Critical SSRF Vulnerability in LMDeploy Exploited Within Hours of Disclosure
A high-severity Server-Side Request Forgery (SSRF) vulnerability in **LMDeploy**, an open-source toolkit for Large Language Model (LLM) deployment, is under active exploitation. Attackers are leveraging the flaw to access sensitive data and internal networks, highlighting the speed at which vulnerabilities in AI infrastructure are being weaponized.

A critical security flaw affecting **LMDeploy**, a toolkit designed for compressing, deploying, and serving LLMs, has been actively exploited in the wild shortly after its public disclosure. This underscores the increasing risk of rapid exploitation targeting AI infrastructure.
### CVE-2026-33626: Server-Side Request Forgery
The vulnerability, identified as **CVE-2026-33626** (CVSS score: 7.5), is a Server-Side Request Forgery (SSRF) issue that allows attackers to potentially access sensitive information. According to an advisory published by the project maintainers, the `load_image()` function within `lmdeploy/vl/utils.py` fetches arbitrary URLs without proper validation of internal/private IP addresses.
This oversight enables attackers to access cloud metadata services, internal networks, and other sensitive resources. The vulnerability impacts all versions of the toolkit (0.12.0 and prior) that include vision language support. **Igor Stepansky**, a researcher at **Orca Security**, is credited with discovering and reporting the vulnerability.
### Potential Impact
Successful exploitation of **CVE-2026-33626** could allow attackers to:
* Steal cloud credentials.
* Access internal services not exposed to the internet.
* Perform port scans of internal networks.
* Establish lateral movement opportunities within the compromised environment.
### Rapid Exploitation Detected
**Sysdig**, a cloud security firm, reported detecting the first exploitation attempt against their honeypot systems a mere 12 hours and 31 minutes after the vulnerability's publication on **GitHub**. The attack originated from IP address 103.116.72[.]119.
"The attacker did not simply validate the bug and move on. Instead, over a single eight-minute session, they used the vision-language image loader as a generic HTTP SSRF primitive to port-scan the internal network behind the model server: AWS Instance Metadata Service (IMDS), Redis, MySQL, a secondary HTTP administrative interface, and an out-of-band (OOB) DNS exfiltration endpoint," **Sysdig** stated in their analysis.
The attacker's actions, observed on April 22, 2026, at 03:35 a.m. UTC, involved 10 distinct requests across three phases. The attacker switched between vision language models (VLMs) like `internlm-xcomposer2` and `OpenGVLab/InternVL2-8B`, likely to evade detection. The attack included:
* Targeting **AWS** IMDS and **Redis** instances on the server.
* Testing egress with an out-of-band (OOB) DNS callback to `requestrepo[.]com` to confirm the SSRF vulnerability could reach arbitrary external hosts, followed by enumerating the API surface.
* Port scanning the loopback interface ("127.0.0[.]1").
### Lessons Learned
This incident highlights the importance of promptly patching vulnerabilities, even when proof-of-concept (PoC) exploits are not yet publicly available.
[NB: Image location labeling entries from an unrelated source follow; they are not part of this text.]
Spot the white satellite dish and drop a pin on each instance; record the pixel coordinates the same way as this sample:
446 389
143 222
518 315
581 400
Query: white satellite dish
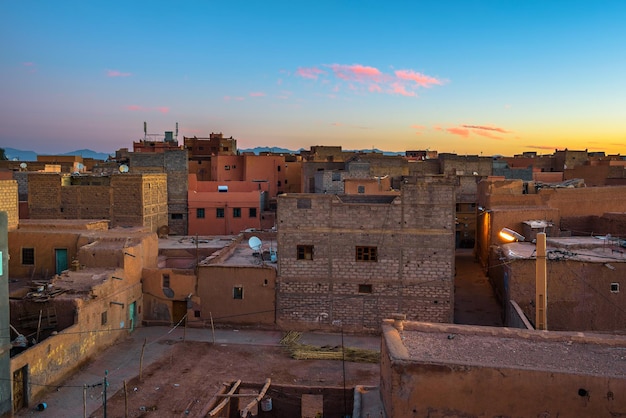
255 243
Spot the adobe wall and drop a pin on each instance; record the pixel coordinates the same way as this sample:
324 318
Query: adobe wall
9 202
215 291
413 274
139 200
579 293
412 386
424 168
5 334
54 359
157 304
44 244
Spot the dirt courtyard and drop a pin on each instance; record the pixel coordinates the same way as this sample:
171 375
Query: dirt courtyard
181 383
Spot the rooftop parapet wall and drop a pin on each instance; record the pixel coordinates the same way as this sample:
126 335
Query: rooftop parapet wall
439 370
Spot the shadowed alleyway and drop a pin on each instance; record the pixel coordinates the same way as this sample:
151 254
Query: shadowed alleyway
474 299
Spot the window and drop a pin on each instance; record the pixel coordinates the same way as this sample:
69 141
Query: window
305 252
365 288
304 203
366 254
28 256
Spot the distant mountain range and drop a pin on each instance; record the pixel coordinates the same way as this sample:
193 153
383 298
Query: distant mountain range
21 155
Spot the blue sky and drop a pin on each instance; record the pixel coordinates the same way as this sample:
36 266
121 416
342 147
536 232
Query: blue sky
471 77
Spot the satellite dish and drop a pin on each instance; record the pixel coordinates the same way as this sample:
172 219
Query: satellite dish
255 243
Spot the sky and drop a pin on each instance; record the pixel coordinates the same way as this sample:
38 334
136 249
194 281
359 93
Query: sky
469 77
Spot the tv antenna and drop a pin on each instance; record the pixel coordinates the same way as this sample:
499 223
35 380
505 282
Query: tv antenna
255 243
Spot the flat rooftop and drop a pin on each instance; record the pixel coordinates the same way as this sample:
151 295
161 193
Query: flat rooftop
567 352
588 249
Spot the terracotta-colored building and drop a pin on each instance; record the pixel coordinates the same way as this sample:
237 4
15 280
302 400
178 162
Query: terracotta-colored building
585 282
227 283
225 208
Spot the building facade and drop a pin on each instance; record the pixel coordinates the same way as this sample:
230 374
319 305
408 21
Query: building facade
353 260
125 199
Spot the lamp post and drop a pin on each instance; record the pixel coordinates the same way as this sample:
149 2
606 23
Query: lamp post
541 284
343 366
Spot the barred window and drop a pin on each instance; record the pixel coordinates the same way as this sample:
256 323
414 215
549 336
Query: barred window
366 254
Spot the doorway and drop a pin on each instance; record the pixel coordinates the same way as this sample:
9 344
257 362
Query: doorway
131 316
60 256
179 310
20 388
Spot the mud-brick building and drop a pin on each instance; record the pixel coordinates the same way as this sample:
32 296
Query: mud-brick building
9 201
69 317
354 260
125 199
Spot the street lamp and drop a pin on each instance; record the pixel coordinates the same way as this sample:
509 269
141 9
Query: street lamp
509 235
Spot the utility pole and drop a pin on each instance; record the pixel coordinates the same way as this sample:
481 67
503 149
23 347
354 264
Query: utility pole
541 285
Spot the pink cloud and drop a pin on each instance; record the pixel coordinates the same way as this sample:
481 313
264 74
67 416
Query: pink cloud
356 72
486 128
115 73
311 73
459 131
541 147
398 88
419 79
361 78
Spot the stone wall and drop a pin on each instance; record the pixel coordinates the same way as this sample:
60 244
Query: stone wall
413 273
9 202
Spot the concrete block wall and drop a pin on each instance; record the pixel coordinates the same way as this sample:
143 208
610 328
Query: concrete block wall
175 164
413 274
9 201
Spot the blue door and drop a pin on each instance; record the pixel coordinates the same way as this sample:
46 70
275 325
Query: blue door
60 255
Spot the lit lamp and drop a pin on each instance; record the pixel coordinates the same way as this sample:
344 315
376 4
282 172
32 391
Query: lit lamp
509 235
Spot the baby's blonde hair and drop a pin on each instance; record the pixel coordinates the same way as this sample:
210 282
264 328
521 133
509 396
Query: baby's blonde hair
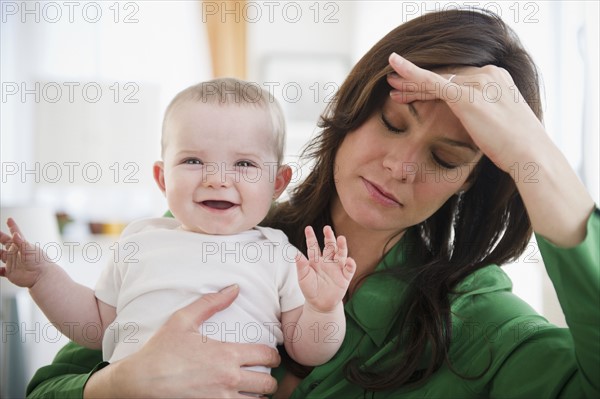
232 91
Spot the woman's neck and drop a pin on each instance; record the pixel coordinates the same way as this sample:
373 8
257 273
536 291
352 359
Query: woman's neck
365 246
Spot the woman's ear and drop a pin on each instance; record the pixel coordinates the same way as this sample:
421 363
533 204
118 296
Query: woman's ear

Threat actors are actively monitoring vulnerability disclosures and rapidly weaponizing them.
"CVE-2026-33626 fits a pattern that we have observed repeatedly in the AI-infrastructure space over the past six months: critical vulnerabilities in inference servers, model gateways, and agent orchestration tools are being weaponized within hours of advisory publication, regardless of the size or extent of their install base," **Sysdig** noted.
They further emphasized that "Generative AI (GenAI) is accelerating this collapse. An advisory as specific as GHSA-6w67-hwm5-92mq, which includes the affected file, parameter name, root-cause explanation, and sample vulnerable code, is effectively an input prompt for any commercial LLM to generate a potential exploit."
### WordPress Plugins and Internet-Exposed Modbus Devices Targeted
Concurrently, threat actors are actively exploiting vulnerabilities in two **WordPress** plugins: Ninja Forms β File Upload (**CVE-2026-0740**, CVSS score: 9.8) and Breeze Cache (**CVE-2026-3844**, CVSS score: 9.8). These vulnerabilities allow attackers to upload arbitrary files to vulnerable sites, potentially leading to arbitrary code execution and complete system takeover.

Furthermore, a global campaign has been identified targeting internet-exposed, Modbus-enabled programmable logic controllers (PLCs) from September to November 2025. This campaign spanned 70 countries and targeted 14,426 distinct IP addresses, primarily located in the U.S., France, Japan, Canada, and India. Some of the originating requests have been geolocated to China.
"The activity blended large-scale automated probing with more selective patterns that suggest deeper device fingerprinting, disruption attempts, and potential manipulation paths when PLCs are reachable from the public internet," **Cato Networks** researchers reported. "Many source IPs had low or zero public reputation scores, consistent with fresh or rotating scanning hosts."